MOSCOW (MRC) -- France has allowed a limited use of palm oil at Total’s new La Mede biofuel refinery, a move that prompted an outcry from French farmers who said most of the palm oil would be imported, reported Reuters.
The environment ministry said in a statement that Total’s newly granted permit for the refinery specified that at least 25 percent of feedstock used to make the biofuel should come from recycled oil. The rest would come from crude vegetable oils, including palm oil.
Environment Minister Nicolas Hulot, a fierce opponent of palm oil use because it is linked to deforestation, also asked that Total use oils meeting sustainability criteria fixed by the European Commission to protect biodiversity and the environment, the ministry said.
French oilseed producers, whose products are used to make biodiesel in France, strongly condemned the decision to allow the use of mostly imported palm oil, which they stressed was also a big component of recycled oils.
"This decision is incomprehensible.
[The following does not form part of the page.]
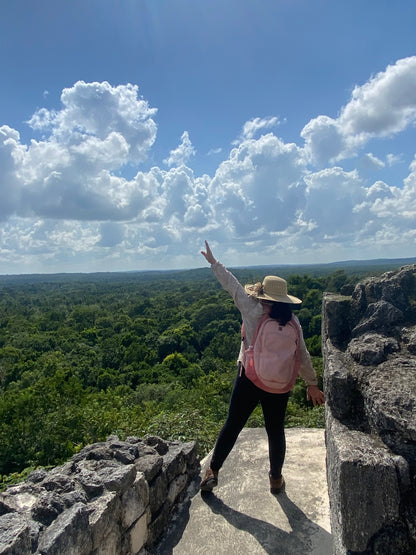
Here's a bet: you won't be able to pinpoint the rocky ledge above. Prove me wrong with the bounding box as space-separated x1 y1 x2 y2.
322 265 416 555
0 436 199 555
Besides its ecological nonsense, it is a slap in the face of our industry," Arnaud Rousseau, head of French Oilseed Producers (FOP) group, said in a statement.
Total said in 2015 it would halt crude refining at the loss-making La Mede site near Marseille and invest 200 million euros (USD236 million) there to create a biorefinery set to produce 500,000 tonnes of biodiesel per year.
French farmers and environmental activists have expressed strong concerns since then that Total would mainly turn to palm oil, accused of causing deforestation and unfair competition against local vegetable oil, to supply the refinery.
Total committed in a statement to use less than 300,000 tonnes of crude palm oil per year at La Mede out of a total processing capacity of 650,000 tonnes, and to use oils from other plants such as rapeseed, sunflower seed and maize (corn).
As MRC wrote before, in December 2017, Total inaugurated the new units at its Antwerp integrated refining & petrochemicals platform, which haв progressively started up in the past few months of 2017.
Total S.A. is a French multinational oil and gas company and one of the six "Supermajor" oil companies in the world with business in Europe, the United States, the Middle East and Asia. The company's petrochemical products cover two main groups: base chemicals and the consumer polymers (polyethylene, polypropylene and polystyrene) that are derived from them.